While taking my physics classes, I did indeed learn a lot more math and new techniques to solve many new types of problems (e.g. probability/statistics, linear algebra, analysis, differential equations, perturbation theory, etc. for problems in stat mech, quantum mechanics, biophysics, EM, analytic mechanics, and etc.). However, I’d often find myself getting so lost in the sauce that I’d lose the physical intuition behind what I was solving and have a final result off by orders of magnitude. I’d often think about how helpful it would be if I had some kind of reference sheet so I could know what direction I was heading, roughly.

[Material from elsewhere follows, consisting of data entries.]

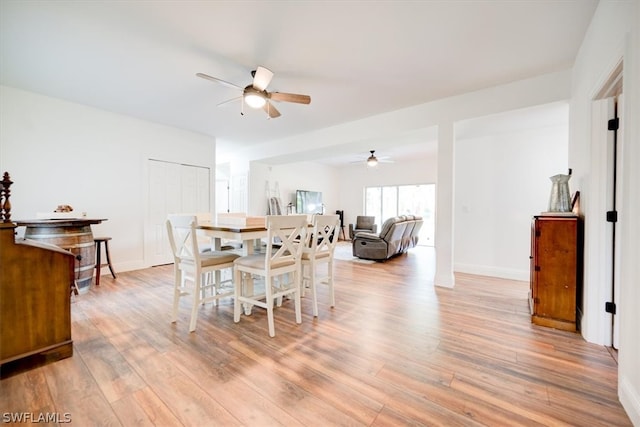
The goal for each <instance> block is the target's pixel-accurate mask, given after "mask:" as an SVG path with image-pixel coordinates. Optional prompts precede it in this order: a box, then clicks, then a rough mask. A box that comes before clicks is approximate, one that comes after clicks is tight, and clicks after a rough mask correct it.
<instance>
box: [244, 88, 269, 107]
mask: <svg viewBox="0 0 640 427" xmlns="http://www.w3.org/2000/svg"><path fill="white" fill-rule="evenodd" d="M244 101H245V102H246V103H247V105H248V106H249V107H251V108H262V107H264V104H266V103H267V99H266V98H265V96H264V94H263V93H262V92H261V91H259V90H257V89H255V88H254V87H252V86H249V87H247V88H245V90H244Z"/></svg>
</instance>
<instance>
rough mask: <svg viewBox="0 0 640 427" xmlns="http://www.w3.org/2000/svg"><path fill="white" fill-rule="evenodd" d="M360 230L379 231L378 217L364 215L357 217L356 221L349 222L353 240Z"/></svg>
mask: <svg viewBox="0 0 640 427" xmlns="http://www.w3.org/2000/svg"><path fill="white" fill-rule="evenodd" d="M360 231H366V232H367V233H374V234H375V233H377V232H378V225H377V224H376V217H374V216H362V215H358V216H357V217H356V223H355V225H354V224H349V238H350V239H351V240H353V238H354V236H355V235H356V233H358V232H360Z"/></svg>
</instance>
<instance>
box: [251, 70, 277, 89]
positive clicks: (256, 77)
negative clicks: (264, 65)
mask: <svg viewBox="0 0 640 427" xmlns="http://www.w3.org/2000/svg"><path fill="white" fill-rule="evenodd" d="M272 78H273V72H272V71H271V70H269V69H267V68H264V67H260V66H258V69H257V70H256V72H255V74H254V75H253V87H254V88H256V89H258V90H260V91H262V90H265V89H266V88H267V86H269V83H271V79H272Z"/></svg>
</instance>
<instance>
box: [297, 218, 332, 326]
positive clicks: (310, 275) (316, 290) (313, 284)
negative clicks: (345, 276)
mask: <svg viewBox="0 0 640 427" xmlns="http://www.w3.org/2000/svg"><path fill="white" fill-rule="evenodd" d="M339 227H340V217H339V216H338V215H314V217H313V228H312V231H311V239H310V243H309V245H306V246H305V247H304V249H303V251H302V294H303V295H304V292H305V290H306V288H307V286H308V287H309V289H310V290H311V300H312V304H313V316H314V317H318V288H317V283H318V282H319V280H318V277H317V267H318V265H321V264H325V265H326V267H327V270H326V272H327V274H326V276H325V277H324V279H323V280H322V282H325V283H326V284H327V285H328V287H329V300H330V304H331V307H335V305H336V297H335V292H334V289H333V253H334V251H335V247H336V243H337V242H338V231H339Z"/></svg>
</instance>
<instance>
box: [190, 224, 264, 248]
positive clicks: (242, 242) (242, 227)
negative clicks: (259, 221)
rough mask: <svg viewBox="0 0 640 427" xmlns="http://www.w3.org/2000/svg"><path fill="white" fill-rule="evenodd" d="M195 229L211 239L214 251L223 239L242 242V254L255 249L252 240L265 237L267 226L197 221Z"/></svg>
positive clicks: (254, 240) (257, 239)
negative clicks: (212, 242) (200, 230)
mask: <svg viewBox="0 0 640 427" xmlns="http://www.w3.org/2000/svg"><path fill="white" fill-rule="evenodd" d="M197 229H199V230H202V233H203V234H204V235H205V236H208V237H210V238H211V239H212V240H213V246H214V250H216V251H219V250H221V249H222V240H223V239H225V240H233V241H237V242H242V253H243V255H250V254H253V253H254V251H255V244H254V242H255V241H256V240H259V239H262V238H266V237H267V228H266V227H265V226H255V225H250V226H248V225H234V224H223V223H216V222H208V221H203V222H199V223H198V225H197Z"/></svg>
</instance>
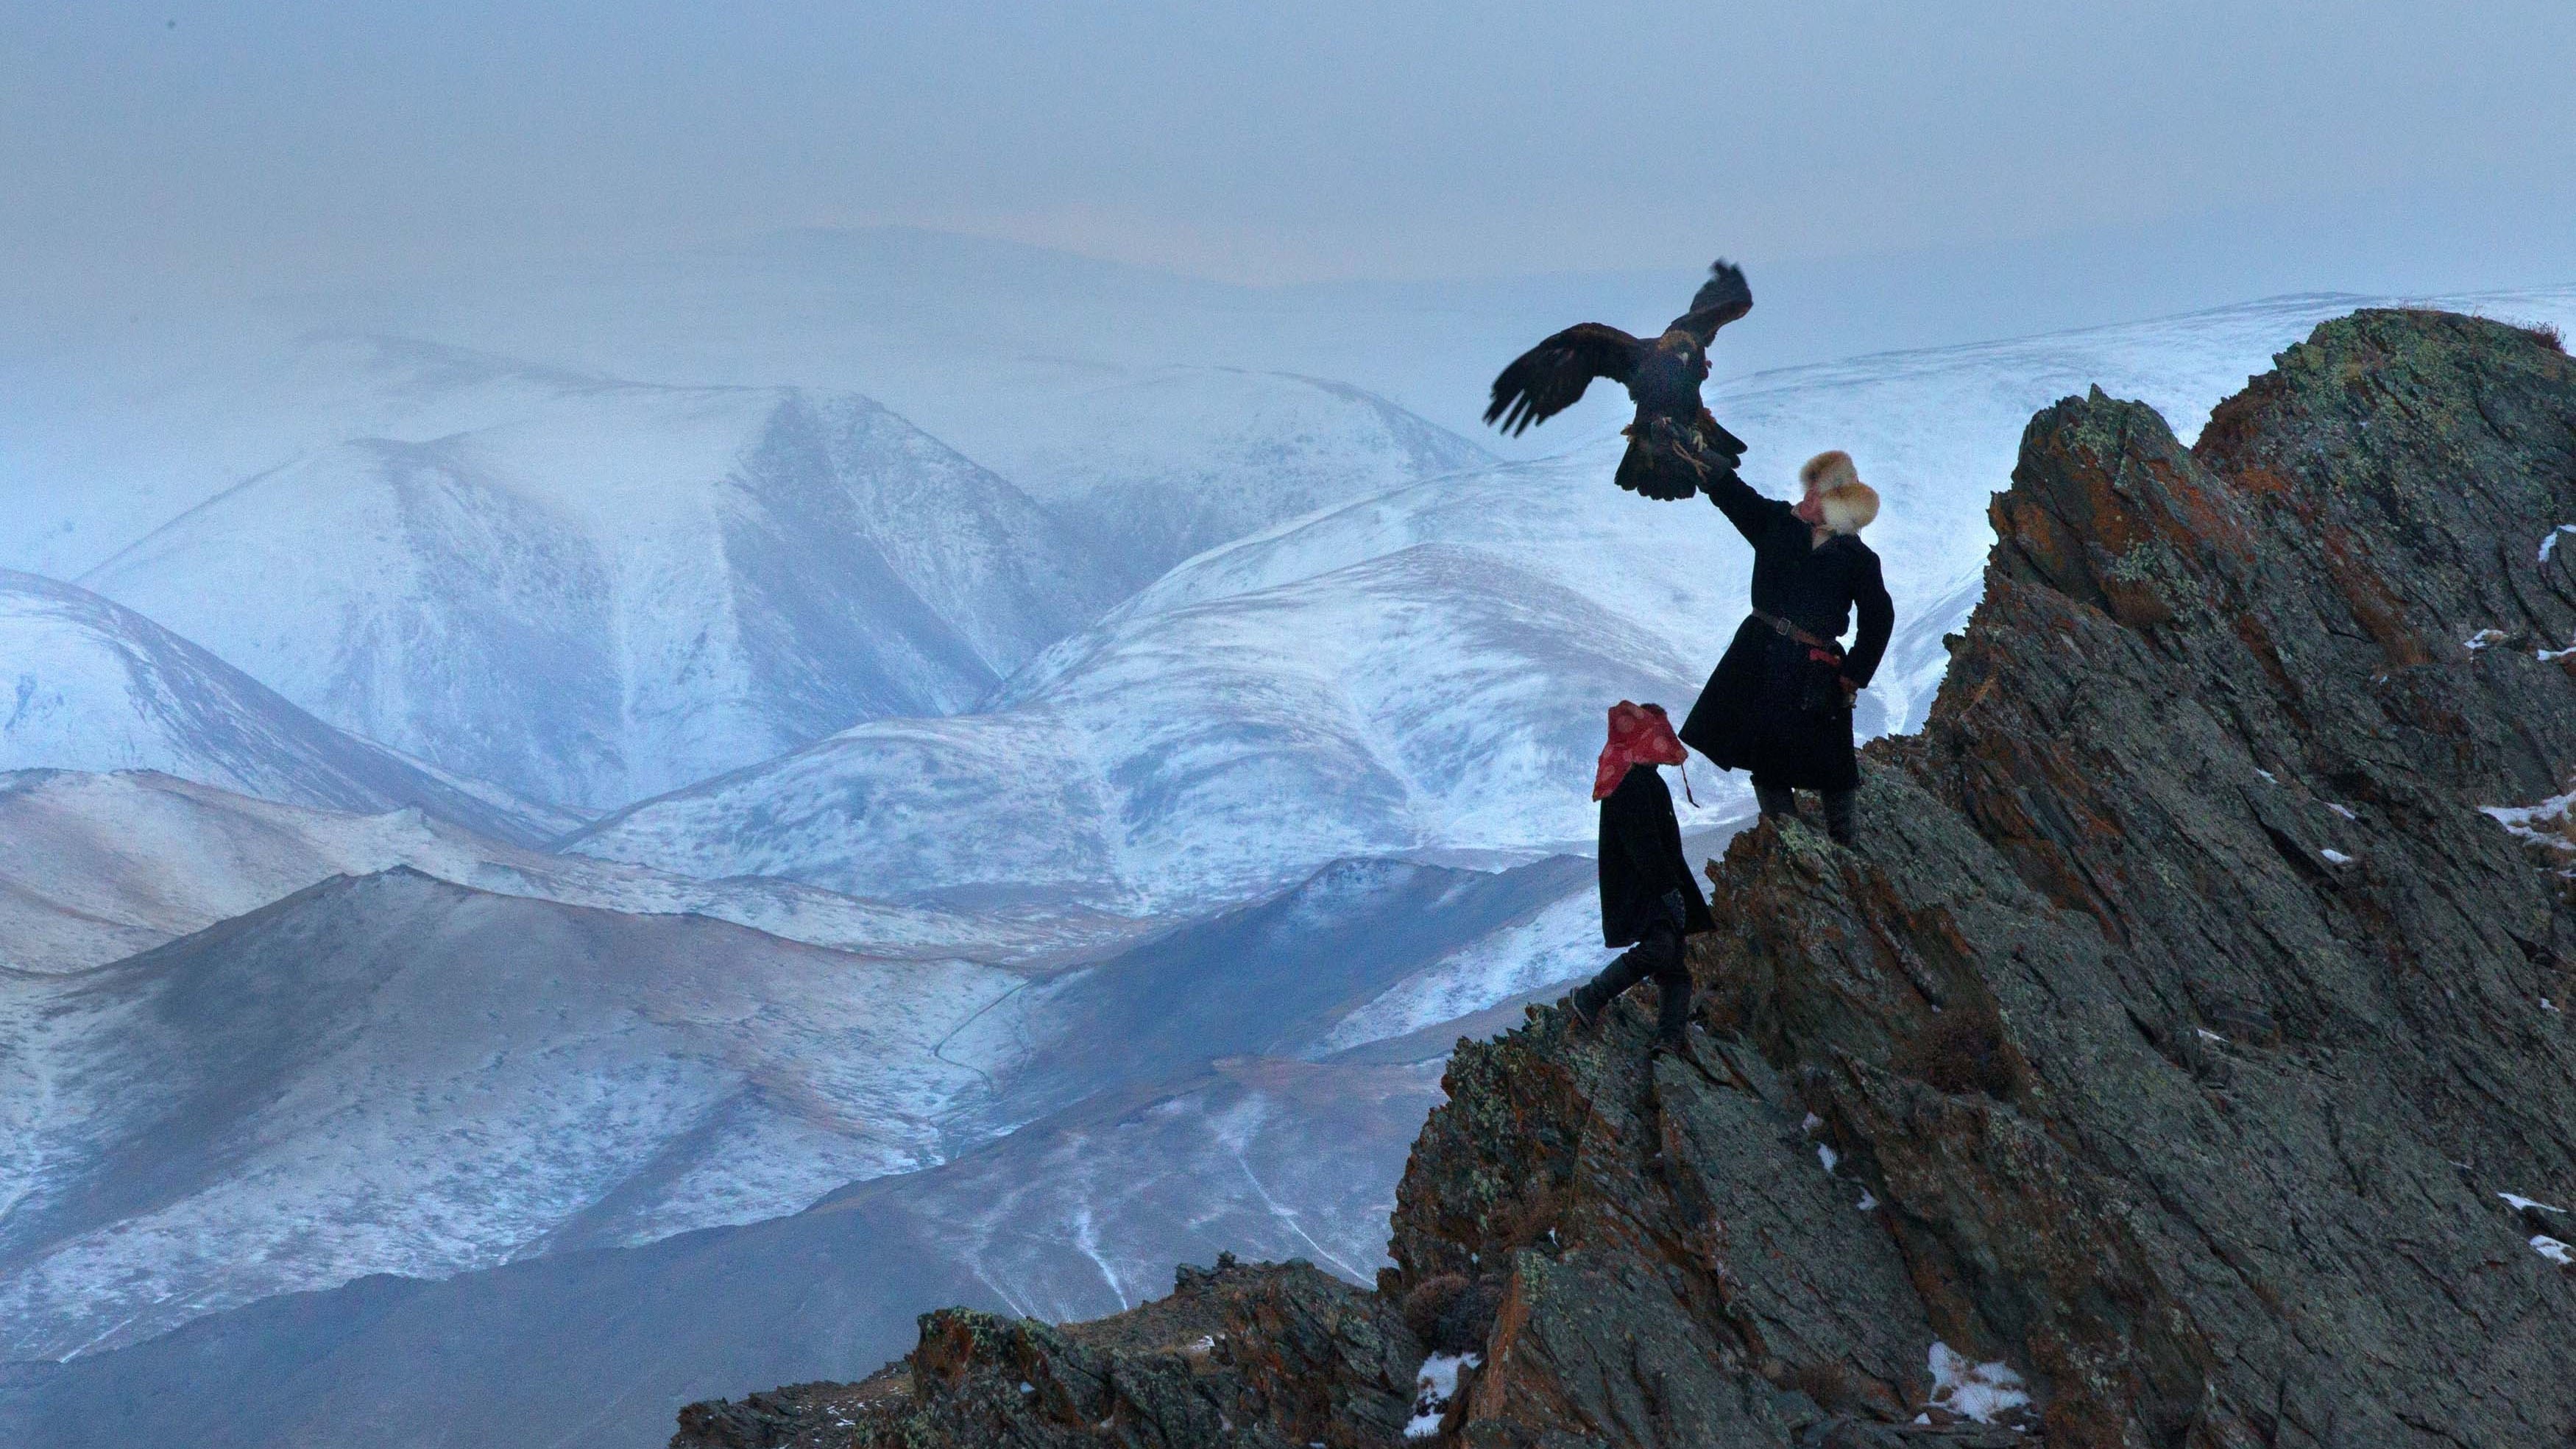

I developed my first prototype using Matplotlib and Python, starting with a few dimensions but considerably fewer items

I shelved the project for a while as it was good enough for my purposes at the time. But later with the advent of AI-coding tools, what used to take days of banging my head against pages of documentation and Stack Overflow now only takes hours of banging my head against a highly sophisticated magic language box. After billions of SV VC dollars, trillions of transistors, and decades of development from some of the brightest minds, I can finally send an API call to a distributed network of GPUs all so I can center a div 😆

This is my second website that I’ve made from scratch, after my MultiTanks game. I hope to continue expanding upon it with more feedback from users. Hopefully, this can serve as both an engaging learning tool like Scale of the Universe and also a useful reference for students and perhaps even researchers. I’m certainly open to feedback on accuracy and am open to perhaps making this more rigorous.